そこで、家事事件手続法154条2項4号は、このような迂遠な手続を避け、財産分与の審判を実効的なものとする趣旨から、家庭裁判所は、財産分与の審判において、当事者に対し、上記権利関係を実現するために必要な給付を命ずることができることとしたものと解される。そして、同号は、財産分与の審判の内容と当該審判において命ずることができる給付との関係について特段の限定をしていないところ、家庭裁判所は、財産分与の審判において、当事者双方がその協力によって得た一方当事者の所有名義の財産につき、他方当事者に分与する場合はもとより、分与しないものと判断した場合であっても、その判断に沿った権利関係を実現するため、必要な給付を命ずることができると解することが上記の趣旨にかなうというべきである。

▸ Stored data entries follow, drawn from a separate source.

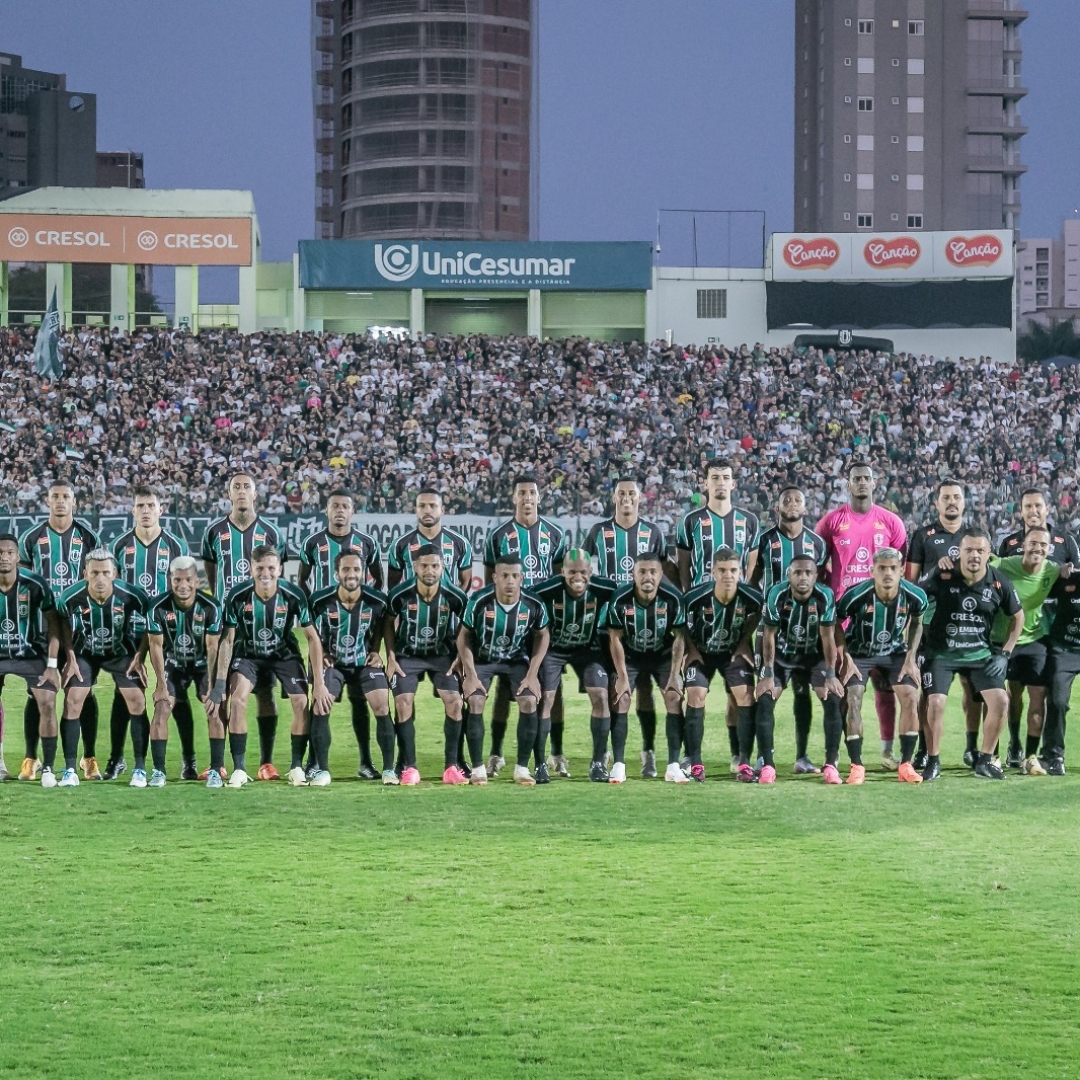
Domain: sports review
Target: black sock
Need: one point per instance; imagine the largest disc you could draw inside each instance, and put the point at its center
(268, 731)
(386, 738)
(601, 728)
(69, 737)
(694, 727)
(321, 740)
(31, 726)
(907, 747)
(527, 727)
(855, 750)
(238, 747)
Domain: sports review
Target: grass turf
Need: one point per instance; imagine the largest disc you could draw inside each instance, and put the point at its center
(574, 930)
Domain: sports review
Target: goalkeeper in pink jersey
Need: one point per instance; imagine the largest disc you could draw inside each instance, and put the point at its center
(852, 534)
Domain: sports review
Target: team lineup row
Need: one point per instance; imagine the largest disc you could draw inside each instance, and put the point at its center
(823, 610)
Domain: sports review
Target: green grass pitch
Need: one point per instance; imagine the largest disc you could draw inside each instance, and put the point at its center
(574, 930)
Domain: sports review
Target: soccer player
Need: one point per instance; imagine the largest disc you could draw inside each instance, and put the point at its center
(55, 551)
(29, 647)
(424, 615)
(350, 619)
(721, 617)
(883, 620)
(144, 554)
(106, 619)
(503, 632)
(227, 554)
(798, 643)
(577, 604)
(540, 544)
(958, 639)
(1033, 575)
(184, 631)
(1035, 514)
(852, 534)
(453, 548)
(259, 648)
(647, 638)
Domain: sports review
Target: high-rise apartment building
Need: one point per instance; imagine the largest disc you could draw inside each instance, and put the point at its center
(422, 118)
(906, 115)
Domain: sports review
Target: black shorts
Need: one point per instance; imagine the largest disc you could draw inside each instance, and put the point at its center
(262, 673)
(177, 680)
(117, 666)
(29, 669)
(734, 671)
(416, 667)
(588, 665)
(1027, 665)
(882, 671)
(939, 671)
(365, 679)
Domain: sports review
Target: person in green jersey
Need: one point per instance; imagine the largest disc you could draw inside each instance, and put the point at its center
(259, 649)
(503, 632)
(878, 632)
(184, 631)
(29, 647)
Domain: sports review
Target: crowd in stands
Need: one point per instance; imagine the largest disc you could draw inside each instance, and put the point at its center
(308, 413)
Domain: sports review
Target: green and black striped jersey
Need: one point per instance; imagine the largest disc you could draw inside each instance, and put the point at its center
(456, 551)
(541, 548)
(427, 628)
(775, 551)
(320, 550)
(877, 628)
(647, 628)
(107, 630)
(701, 532)
(714, 626)
(24, 632)
(184, 630)
(57, 556)
(348, 633)
(264, 628)
(502, 632)
(615, 548)
(575, 622)
(798, 622)
(230, 549)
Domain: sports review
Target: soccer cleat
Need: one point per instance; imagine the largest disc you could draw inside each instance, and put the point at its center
(907, 774)
(674, 774)
(1033, 767)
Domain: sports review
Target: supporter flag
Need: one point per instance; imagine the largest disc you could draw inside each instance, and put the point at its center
(46, 352)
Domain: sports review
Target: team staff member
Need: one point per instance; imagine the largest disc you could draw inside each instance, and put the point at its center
(958, 640)
(423, 619)
(883, 619)
(720, 620)
(184, 630)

そうすると、家庭裁判所は、財産分与の審判において、当事者双方がその協力によって得た一方当事者の所有名義の不動産であって他方当事者が占有するものにつき、当該他方当事者に分与しないものと判断した場合、その判断に沿った権利関係を実現するため必要と認めるときは、家事事件手続法154条2項4号に基づき、当該他方当事者に対し、当該一方当事者にこれを明け渡すよう命ずることができると解するのが相当である。
(原審を破棄し差し戻し)
説明
平成25年に施行された家事事件手続法の154条2項4号は、以下のように定めています。
154条2項
家庭裁判所は、次に掲げる審判において、当事者に対し、金銭の支払、物の引渡し、登記義務の履行その他の給付を命ずることができる。
4号 財産の分与に関する処分の審判
この規定により、夫婦の一方の所有名義の不動産を他方に財産分与する場合は、所有権移転登記手続とともに、分与を受けた当事者が完全な所有権を取得するための手段として、退去や明渡しを命ずることが許されています。
ところが、本件の建物のように財産分与しないと判断された不動産の明渡しについては、家事事件手続法制定前の家事審判法時代、原審の判断のように、明渡し請求の別の裁判が必要と理解する見解もあり、実務上の解釈が分かれていました。
本件決定によって、財産分与の対象外となった不動産についても、財産分与審判による明渡しが可能として決着しました。